Había, indudablemente, pequeñas grietas en aquel proceso de coloniaje lingüístico que intentó
abilinguarnos a ultranza. Aún a esas fervientes embajadoras de la americanización civilizadora
que eran las monjas dominicas de mi escuela, se les escapaban detalles portadores del virus de la
contradicción. Su nacionalismo irlandés irrumpía, incontenible, el 17 de marzo de cada año,
cuando nos obligaban a cantar, montaditos en banquetas verdes, el repertorio completo de
baladas patrióticas como “Galway Bay”, “Oh Danny Boy” y “When Irish Eyes Are Smiling”.

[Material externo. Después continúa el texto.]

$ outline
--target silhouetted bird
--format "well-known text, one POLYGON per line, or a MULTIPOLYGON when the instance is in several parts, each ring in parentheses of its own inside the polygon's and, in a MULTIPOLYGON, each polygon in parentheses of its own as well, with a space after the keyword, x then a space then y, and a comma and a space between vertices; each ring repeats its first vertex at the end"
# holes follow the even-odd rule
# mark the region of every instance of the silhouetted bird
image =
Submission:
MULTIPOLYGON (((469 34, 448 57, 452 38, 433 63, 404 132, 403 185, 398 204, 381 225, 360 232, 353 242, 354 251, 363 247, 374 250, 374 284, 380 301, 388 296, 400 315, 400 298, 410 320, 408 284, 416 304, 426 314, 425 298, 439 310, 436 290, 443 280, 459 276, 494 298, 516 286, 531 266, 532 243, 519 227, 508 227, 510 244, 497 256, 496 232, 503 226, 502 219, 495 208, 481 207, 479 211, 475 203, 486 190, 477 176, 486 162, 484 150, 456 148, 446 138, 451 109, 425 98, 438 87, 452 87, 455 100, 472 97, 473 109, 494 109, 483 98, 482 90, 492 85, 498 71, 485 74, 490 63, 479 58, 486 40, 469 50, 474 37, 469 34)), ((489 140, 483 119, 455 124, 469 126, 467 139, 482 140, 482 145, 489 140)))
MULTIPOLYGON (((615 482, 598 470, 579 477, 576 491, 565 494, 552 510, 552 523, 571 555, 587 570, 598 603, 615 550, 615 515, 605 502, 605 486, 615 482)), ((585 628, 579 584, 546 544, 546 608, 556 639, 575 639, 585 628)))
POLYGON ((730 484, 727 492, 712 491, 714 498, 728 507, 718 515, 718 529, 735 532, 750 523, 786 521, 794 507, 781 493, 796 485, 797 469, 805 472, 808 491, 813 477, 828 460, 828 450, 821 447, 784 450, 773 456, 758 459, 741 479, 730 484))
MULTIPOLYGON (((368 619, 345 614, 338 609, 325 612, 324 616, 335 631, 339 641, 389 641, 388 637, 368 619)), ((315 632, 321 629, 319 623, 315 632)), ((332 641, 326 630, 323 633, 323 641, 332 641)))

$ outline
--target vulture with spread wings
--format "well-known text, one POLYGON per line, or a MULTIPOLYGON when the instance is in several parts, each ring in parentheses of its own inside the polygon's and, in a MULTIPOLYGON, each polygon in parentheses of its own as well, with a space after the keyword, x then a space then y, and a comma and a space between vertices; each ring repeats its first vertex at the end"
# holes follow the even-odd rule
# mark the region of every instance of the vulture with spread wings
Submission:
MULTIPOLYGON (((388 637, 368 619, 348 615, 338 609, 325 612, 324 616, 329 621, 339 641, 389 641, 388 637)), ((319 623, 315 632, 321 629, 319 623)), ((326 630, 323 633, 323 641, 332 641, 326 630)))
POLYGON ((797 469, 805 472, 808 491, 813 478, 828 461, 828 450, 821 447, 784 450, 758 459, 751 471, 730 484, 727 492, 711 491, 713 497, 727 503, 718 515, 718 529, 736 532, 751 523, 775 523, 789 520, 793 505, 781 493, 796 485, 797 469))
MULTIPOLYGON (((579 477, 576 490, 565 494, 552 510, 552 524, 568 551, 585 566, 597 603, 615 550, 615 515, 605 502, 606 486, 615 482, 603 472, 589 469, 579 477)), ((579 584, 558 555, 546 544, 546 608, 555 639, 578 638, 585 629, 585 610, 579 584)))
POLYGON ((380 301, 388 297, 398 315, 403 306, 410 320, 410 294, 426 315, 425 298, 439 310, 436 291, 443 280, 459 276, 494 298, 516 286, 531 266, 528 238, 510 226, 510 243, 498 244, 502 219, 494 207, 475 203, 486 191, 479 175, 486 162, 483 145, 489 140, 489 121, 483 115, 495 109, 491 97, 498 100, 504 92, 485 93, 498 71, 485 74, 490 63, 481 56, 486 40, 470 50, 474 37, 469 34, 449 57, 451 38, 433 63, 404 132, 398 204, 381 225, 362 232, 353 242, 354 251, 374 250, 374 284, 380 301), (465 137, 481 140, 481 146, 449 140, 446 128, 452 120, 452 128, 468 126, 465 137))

Por algo no he olvidado yo nunca una estrofa de la primera, vibrante de pasión antibritánica y, en
el contexto de la academia, peligrosamente subversiva:
For the strangers carne and tried to teach us their ways
And scorned us just for being what we are
But they might as well go chasing after moonbearns
Or light a penny-candle from a star.
Tuve, además, en la escuela intermedia, dos excelentes maestras de español que hicieron honor a
la magia inesperada de sus apellidos, Betances y Palés, desviviéndose por sembrar en nosotros
alguna semillita de puertorriqueñidad. Los primeros poemas que aprendí en español fueron
“Ausencia” y “Regreso” de Gautier Benítez.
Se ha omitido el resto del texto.